Une année d’ateliers, puis une année de consolidation

Le troisième atelier a permis de former les élus à un logiciel cartographique disponible dans l'EPCI, mais sous-exploité. « On peut notamment y repérer l'âge des propriétaires des parcelles et les biens vacants sans maître, explique la chargée de mission. Ce sont des parcelles pour lesquelles aucun impôt n'a été payé depuis plus de dix ans. À certaines conditions, les communes peuvent les récupérer comme biens communaux. » Dernier atelier enfin, le speed-meeting avec des organismes agricoles œuvrant à la transmission reprise : Chambres d'agriculture (34 et 80), ADEARSociétés d’aménagement foncier et d’établissement rural (SAFER), foncière Terres de liens… « Cet atelier a beaucoup intéressé car il a mis en lien connaissances des acteurs et besoins des élus sur le terrain. » Après ces 4 ateliers répartis sur une année de formation, le PNR a consolidé le réseau d'élus sentinelles en proposant deux rencontres, à six mois d'intervalle : « Nous réunissons acteurs agricoles et élus sentinelles pour partager l'actualité agricole : ici un cédant partira bientôt, là un porteur de projet est en recherche de terres... ».

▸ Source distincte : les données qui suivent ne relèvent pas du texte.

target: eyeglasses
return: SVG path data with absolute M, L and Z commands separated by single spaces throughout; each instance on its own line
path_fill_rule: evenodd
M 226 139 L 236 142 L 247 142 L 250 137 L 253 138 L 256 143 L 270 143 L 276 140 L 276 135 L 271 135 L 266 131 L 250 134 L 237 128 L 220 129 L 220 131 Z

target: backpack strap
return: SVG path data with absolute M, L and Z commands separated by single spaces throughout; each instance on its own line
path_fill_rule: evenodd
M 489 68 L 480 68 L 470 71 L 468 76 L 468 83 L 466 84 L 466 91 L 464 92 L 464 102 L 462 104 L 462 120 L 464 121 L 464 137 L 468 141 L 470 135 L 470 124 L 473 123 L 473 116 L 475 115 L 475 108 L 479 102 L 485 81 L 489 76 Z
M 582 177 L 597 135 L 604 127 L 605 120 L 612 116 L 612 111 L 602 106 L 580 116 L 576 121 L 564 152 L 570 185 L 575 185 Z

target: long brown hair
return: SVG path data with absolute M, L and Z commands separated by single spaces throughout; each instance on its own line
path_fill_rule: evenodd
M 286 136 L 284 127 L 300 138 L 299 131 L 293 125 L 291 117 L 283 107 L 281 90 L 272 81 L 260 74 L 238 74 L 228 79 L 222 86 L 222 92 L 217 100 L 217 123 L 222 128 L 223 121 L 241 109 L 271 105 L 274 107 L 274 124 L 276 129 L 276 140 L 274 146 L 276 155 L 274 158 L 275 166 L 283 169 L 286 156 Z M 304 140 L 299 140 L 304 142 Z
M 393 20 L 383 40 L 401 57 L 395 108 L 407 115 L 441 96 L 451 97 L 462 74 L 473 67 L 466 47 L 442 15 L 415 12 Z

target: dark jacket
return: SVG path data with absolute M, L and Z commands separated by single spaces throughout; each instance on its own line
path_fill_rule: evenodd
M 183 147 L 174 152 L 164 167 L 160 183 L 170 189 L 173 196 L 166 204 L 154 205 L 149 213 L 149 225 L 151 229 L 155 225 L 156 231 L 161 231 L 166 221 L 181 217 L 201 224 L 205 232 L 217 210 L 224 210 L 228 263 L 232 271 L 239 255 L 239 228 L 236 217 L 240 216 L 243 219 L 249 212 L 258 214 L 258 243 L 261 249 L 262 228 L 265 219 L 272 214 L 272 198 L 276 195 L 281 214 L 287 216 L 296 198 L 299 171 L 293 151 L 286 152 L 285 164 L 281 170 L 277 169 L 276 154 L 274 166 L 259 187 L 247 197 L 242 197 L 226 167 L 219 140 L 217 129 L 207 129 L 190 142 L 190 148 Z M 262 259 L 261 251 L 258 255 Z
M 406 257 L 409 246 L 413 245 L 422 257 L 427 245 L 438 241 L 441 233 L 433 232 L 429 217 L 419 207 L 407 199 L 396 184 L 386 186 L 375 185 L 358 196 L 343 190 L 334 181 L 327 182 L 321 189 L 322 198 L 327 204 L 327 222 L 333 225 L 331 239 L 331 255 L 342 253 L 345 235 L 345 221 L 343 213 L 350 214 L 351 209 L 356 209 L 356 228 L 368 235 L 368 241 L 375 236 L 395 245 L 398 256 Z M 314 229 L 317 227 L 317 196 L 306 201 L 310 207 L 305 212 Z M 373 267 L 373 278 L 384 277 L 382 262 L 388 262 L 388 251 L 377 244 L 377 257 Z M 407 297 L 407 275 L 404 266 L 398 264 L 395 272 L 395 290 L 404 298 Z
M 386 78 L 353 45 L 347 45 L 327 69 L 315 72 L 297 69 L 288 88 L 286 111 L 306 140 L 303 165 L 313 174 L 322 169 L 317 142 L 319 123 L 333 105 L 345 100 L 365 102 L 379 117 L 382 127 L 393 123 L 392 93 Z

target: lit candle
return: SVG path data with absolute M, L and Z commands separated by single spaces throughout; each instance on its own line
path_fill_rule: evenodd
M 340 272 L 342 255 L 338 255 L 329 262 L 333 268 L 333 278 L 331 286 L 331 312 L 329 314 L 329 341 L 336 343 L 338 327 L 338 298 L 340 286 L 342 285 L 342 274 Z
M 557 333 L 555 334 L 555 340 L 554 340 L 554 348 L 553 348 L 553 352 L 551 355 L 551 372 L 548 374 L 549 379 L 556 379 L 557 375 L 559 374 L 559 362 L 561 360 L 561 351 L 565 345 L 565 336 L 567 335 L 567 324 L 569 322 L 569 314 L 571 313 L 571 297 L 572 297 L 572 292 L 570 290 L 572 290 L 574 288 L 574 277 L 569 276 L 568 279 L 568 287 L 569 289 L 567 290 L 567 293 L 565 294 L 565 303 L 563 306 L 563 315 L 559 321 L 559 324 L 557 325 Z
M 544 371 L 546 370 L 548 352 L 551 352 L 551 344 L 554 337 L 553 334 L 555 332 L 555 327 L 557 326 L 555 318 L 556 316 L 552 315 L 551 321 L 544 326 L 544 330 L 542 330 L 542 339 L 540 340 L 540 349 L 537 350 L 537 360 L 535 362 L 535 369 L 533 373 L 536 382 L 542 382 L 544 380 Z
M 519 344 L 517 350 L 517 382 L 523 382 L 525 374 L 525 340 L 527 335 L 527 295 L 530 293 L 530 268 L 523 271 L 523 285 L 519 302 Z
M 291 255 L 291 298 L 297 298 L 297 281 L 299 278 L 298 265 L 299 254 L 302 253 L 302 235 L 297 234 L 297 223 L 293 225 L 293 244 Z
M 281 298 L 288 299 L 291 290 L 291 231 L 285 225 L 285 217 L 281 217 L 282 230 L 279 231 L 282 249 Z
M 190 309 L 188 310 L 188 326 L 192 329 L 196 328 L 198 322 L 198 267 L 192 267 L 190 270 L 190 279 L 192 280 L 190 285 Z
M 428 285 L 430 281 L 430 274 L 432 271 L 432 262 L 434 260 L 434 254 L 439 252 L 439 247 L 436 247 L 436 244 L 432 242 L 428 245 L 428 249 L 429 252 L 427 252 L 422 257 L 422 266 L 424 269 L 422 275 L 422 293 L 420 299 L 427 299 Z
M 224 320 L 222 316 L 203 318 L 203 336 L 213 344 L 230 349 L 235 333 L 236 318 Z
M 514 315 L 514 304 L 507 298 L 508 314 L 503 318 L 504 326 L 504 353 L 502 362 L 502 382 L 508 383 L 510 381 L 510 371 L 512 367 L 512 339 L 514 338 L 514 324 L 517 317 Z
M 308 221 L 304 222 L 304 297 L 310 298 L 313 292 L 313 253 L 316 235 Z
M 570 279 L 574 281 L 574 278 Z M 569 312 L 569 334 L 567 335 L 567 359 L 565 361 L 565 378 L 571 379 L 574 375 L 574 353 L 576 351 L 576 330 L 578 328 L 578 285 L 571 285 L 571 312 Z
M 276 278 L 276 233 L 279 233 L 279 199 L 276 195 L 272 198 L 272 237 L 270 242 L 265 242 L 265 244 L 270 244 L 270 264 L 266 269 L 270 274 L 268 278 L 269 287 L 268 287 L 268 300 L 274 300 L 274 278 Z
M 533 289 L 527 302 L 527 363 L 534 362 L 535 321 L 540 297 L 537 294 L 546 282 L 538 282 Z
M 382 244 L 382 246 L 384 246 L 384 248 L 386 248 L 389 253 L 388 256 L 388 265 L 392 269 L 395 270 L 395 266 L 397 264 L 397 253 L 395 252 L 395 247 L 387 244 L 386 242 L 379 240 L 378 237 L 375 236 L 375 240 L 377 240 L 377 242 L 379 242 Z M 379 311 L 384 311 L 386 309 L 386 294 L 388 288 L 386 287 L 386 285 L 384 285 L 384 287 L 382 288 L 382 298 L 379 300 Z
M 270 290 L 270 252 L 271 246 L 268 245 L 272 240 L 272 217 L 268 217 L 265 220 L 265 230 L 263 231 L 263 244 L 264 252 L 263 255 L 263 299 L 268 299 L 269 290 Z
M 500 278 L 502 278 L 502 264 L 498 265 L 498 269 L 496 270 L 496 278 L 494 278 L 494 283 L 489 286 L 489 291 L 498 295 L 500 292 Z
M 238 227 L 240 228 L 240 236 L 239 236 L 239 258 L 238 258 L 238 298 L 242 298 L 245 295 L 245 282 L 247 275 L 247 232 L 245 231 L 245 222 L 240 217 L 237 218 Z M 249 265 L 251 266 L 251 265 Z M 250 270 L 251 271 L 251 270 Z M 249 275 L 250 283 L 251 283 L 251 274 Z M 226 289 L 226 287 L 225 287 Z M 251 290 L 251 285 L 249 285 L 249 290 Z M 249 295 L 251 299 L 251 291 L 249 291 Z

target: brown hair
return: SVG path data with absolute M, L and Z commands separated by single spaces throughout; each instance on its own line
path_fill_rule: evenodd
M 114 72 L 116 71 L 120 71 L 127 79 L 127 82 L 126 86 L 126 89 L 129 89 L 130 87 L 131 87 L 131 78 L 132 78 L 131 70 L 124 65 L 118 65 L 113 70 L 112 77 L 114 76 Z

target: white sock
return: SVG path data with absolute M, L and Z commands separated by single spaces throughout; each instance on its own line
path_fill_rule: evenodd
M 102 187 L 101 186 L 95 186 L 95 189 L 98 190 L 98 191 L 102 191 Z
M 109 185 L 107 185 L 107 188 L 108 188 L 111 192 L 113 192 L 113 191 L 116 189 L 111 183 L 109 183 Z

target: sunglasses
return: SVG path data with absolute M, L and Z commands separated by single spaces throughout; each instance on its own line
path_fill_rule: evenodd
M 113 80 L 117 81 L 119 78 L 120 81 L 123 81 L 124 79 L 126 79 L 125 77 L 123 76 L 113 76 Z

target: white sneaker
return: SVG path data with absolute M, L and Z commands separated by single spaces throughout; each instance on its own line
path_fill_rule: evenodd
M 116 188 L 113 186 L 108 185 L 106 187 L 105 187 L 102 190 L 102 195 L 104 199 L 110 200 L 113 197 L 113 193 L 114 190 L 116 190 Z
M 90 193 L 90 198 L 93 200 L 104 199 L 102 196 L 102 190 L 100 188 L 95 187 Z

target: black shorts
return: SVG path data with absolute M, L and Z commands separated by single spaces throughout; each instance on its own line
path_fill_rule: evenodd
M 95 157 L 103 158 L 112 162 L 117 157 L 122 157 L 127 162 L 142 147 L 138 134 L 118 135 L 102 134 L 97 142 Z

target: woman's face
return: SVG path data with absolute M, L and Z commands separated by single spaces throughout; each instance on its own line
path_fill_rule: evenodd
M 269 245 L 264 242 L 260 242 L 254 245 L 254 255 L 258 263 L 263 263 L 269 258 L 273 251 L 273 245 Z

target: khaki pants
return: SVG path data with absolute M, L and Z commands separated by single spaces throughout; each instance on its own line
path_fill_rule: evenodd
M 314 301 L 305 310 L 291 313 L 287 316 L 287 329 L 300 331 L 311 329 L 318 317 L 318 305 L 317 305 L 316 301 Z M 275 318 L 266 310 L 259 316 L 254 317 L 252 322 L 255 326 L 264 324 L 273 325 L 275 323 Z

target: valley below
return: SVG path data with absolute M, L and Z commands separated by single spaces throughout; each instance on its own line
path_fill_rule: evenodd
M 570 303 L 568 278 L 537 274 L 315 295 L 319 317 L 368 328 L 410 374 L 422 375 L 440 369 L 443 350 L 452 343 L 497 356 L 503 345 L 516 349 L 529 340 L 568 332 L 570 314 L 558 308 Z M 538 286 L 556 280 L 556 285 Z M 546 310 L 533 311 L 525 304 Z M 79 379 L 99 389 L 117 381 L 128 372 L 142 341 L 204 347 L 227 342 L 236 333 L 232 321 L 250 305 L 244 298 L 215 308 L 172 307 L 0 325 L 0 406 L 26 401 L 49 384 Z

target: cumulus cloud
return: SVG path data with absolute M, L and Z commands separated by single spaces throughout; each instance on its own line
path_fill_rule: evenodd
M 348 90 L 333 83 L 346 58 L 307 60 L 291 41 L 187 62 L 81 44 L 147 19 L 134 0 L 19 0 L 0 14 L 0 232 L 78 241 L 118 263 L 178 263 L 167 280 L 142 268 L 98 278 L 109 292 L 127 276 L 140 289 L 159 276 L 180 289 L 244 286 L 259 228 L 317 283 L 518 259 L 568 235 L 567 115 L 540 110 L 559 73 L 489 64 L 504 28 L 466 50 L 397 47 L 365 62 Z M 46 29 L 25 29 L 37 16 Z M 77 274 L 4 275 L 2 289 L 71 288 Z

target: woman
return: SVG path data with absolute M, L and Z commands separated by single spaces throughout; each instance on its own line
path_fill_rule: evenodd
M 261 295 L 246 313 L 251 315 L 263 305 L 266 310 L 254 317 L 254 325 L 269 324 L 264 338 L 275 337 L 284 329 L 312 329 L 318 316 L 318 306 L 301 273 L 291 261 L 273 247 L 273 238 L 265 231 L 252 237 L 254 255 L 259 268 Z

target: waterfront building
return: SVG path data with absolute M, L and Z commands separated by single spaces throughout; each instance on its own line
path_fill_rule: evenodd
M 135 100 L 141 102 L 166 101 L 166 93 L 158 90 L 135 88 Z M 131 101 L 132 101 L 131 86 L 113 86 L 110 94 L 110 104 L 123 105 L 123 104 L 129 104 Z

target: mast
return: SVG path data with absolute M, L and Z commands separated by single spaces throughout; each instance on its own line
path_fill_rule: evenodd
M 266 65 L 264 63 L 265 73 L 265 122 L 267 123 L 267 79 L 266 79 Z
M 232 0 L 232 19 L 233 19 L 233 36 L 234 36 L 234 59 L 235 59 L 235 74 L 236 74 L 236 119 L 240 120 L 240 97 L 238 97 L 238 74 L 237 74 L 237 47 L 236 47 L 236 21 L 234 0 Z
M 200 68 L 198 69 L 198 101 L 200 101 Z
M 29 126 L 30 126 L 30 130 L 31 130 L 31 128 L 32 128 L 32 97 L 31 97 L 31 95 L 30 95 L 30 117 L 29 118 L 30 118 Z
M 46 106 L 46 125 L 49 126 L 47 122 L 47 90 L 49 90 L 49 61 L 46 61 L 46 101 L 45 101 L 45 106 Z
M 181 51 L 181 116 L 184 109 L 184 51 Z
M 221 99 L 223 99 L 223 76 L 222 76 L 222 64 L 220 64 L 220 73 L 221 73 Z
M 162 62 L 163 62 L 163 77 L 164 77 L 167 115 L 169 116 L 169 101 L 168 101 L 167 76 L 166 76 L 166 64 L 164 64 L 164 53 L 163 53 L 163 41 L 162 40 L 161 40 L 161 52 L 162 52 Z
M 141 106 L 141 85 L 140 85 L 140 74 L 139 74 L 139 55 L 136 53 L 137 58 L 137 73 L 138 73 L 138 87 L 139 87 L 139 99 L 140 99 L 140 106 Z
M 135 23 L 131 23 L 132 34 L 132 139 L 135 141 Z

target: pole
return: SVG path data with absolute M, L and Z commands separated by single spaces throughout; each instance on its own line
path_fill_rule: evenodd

Une pérennisation délicate

« Avec cette formation, des graines sont semées, même si les bénéfices ne sont pas immédiats, souligne l'élu. Nous poursuivons maintenant la dynamique enclenchée à l'échelle de l'EPCI, avec le soutien de notre chargée de mission économie. » L'autonomisation complète du réseau d'élus est en effet difficilement atteignable. Le PNR constate avec satisfaction que la mise en mouvement des projets est amorcée : une commune veut installer un berger communal, une autre se constituer un patrimoine en mobilisant des biens vacants sans maître, une troisième poursuit la démarche entamée avec l’agricultrice âgée pour installer un porteur de projet. « Notre formation est désormais calée et nous allons la dupliquer sur un autre EPCI en 2025, puis deux nouveaux en 2026 ». À condition toutefois que les finances soient au rendez-vous : le poste de la chargée de mission dépend en effet d'un appel à projets européen dont le parc attend la réponse.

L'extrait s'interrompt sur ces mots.